Gay Pakistani asylum seekers thrown a vital lifeline after being denied visas because their sexuality was deemed ‘implausible’

asylum seekers, Australia, Law, lgbt asylum, LGBTQ, Melbourne, Pakistan, refugees, World

Security guards patrol the grounds at an immigration detention centre in Sydney, Australia in 2005. (Ian Waldie/Getty Images)

A gay Pakistani couple who fled to Australia have been granted a temporary reprieve after asylum courts initially said their sexuality was “implausible”.

Both asylum seekers appealed after their applications for permanent protection visas were rejected, and the Federal Court of Australia has now given them another chance to prove their case.

The men, whose names have been withheld for their safety, are identified only as A, aged 29 and D, who is 33. Both say they had feelings for each other since they were at high school in Pakistan.

They arrived in Australia in 2009 on student visas and shared a room in the house of A’s brother in Melbourne. After their visas expired they applied for asylum, but the courts refused to believe they were a couple as it appeared they had fabricated their first sexual encounter.

According to the Star Observer, the men claimed they shared their first sexual experience together in 2010 after A’s birthday party.

“As we were both drunk, we couldn’t control expressing our feelings that night and finally we shared all pleasures gay couples would do,” their application stated.

“Since then, we have been sharing the same room and in a relationship as well… our relationship continued to grow stronger, we always spent time together.
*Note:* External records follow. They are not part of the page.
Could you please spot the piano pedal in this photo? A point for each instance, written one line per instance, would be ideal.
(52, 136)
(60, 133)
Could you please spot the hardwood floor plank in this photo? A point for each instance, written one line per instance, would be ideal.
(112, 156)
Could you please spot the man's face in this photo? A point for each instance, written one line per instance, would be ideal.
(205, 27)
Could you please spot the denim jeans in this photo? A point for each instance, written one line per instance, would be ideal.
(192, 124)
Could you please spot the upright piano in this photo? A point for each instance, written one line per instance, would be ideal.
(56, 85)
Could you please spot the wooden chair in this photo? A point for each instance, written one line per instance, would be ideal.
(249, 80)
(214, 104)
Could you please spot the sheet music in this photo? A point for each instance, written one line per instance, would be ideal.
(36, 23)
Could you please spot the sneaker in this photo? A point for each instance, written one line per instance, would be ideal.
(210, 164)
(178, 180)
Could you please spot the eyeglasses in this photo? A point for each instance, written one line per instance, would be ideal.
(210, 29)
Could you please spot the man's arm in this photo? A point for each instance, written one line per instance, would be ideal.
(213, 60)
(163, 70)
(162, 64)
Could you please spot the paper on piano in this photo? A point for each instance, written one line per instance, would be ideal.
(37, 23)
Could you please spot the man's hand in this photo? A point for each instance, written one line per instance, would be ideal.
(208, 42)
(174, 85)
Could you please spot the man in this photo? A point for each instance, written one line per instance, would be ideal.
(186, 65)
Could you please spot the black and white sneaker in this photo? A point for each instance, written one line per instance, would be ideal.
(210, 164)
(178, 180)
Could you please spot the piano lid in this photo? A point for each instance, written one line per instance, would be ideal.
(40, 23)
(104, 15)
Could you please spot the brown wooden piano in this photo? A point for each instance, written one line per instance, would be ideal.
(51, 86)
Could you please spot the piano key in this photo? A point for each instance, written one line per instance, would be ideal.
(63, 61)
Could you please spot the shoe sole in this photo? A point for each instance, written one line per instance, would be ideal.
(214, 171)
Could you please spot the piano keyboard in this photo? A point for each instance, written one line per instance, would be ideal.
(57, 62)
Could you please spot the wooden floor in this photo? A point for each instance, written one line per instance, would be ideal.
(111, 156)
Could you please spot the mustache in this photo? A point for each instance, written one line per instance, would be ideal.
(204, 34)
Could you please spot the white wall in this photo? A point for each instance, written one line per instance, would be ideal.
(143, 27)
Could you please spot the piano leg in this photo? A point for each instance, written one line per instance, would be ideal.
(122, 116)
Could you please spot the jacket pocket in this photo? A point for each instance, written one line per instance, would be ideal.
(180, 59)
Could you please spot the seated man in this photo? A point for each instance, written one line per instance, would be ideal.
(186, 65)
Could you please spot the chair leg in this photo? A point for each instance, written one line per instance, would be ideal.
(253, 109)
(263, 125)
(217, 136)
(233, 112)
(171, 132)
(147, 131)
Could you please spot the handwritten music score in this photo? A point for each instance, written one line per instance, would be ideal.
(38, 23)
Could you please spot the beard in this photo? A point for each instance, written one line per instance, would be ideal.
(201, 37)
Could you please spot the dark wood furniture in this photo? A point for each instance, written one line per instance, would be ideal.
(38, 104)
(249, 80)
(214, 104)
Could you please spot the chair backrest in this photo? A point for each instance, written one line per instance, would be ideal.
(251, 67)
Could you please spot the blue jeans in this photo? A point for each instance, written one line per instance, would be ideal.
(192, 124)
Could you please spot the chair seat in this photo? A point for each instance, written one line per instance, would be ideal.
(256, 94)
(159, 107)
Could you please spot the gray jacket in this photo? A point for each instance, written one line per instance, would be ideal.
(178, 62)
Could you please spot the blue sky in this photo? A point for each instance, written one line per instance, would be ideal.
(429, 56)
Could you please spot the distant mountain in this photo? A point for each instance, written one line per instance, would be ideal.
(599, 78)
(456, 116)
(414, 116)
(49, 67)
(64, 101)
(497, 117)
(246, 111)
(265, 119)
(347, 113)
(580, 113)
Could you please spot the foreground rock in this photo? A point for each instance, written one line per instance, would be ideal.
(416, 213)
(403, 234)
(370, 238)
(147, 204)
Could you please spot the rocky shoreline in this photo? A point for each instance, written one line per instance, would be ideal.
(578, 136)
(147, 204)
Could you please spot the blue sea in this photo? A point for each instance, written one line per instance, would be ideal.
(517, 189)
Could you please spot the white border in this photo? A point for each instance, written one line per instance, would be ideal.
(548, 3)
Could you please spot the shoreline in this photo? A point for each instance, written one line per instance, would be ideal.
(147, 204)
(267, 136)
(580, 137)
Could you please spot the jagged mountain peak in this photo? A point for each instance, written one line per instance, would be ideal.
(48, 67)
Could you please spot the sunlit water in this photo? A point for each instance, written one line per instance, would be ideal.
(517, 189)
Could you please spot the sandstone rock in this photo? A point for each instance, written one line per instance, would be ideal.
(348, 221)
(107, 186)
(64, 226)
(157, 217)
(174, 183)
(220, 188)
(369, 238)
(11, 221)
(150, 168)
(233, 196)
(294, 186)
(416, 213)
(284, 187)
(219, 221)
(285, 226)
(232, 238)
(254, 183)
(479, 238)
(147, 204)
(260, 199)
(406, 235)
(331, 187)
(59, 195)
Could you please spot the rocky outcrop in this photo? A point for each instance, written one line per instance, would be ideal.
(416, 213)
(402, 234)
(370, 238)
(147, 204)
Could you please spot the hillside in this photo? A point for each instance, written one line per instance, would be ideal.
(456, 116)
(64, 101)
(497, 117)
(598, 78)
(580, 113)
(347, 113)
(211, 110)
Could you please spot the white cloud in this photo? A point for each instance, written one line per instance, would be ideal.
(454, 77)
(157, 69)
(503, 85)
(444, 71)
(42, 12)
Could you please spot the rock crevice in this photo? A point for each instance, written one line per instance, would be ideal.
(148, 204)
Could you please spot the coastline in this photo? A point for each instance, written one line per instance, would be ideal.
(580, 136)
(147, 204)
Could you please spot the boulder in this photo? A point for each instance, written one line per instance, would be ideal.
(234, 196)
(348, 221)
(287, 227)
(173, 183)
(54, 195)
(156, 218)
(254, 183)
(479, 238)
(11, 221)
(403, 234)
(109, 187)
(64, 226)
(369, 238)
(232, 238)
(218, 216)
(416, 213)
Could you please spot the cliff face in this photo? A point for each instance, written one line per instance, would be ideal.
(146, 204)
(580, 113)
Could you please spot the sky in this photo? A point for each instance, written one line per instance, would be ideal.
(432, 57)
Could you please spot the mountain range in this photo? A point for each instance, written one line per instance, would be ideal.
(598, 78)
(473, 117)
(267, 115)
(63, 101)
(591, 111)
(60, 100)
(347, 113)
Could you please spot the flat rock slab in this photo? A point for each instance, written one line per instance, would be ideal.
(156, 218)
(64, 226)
We hang out together, we party together… But we never disclose our relationship to anyone whether it is our friend or family.”

A said they hadn’t immediately spoken after having sex about and went about their normal routine, before having sex again a few weeks later.

But D told the tribunal that they discussed it that night, and had sex for the second time a few days later.

The discrepancies in their accounts, remembered years after the incident, was one of the main reasons their application for asylum was refused.

The tribunal said they found it “implausible” that the couple would go on with their normal routine after having sex for the first time and not discuss the implications or their sexuality in the aftermath of that first sexual encounter.

Another reason cited was the fact that the men spent some time apart between 2011 and 2013 as they travelled internationally.

The court was also apparently unable to understand why the couple would visit gay clubs and saunas in Australia, where it is safe to be gay, while keeping their relationship a secret from their family in Pakistan, where it is not safe to be gay.

The Federal Court of Australia judged the tribunal’s reasoning to be “logically flawed and thereby irrational”, and ordered the case to be reconsidered by a different member of the tribunal.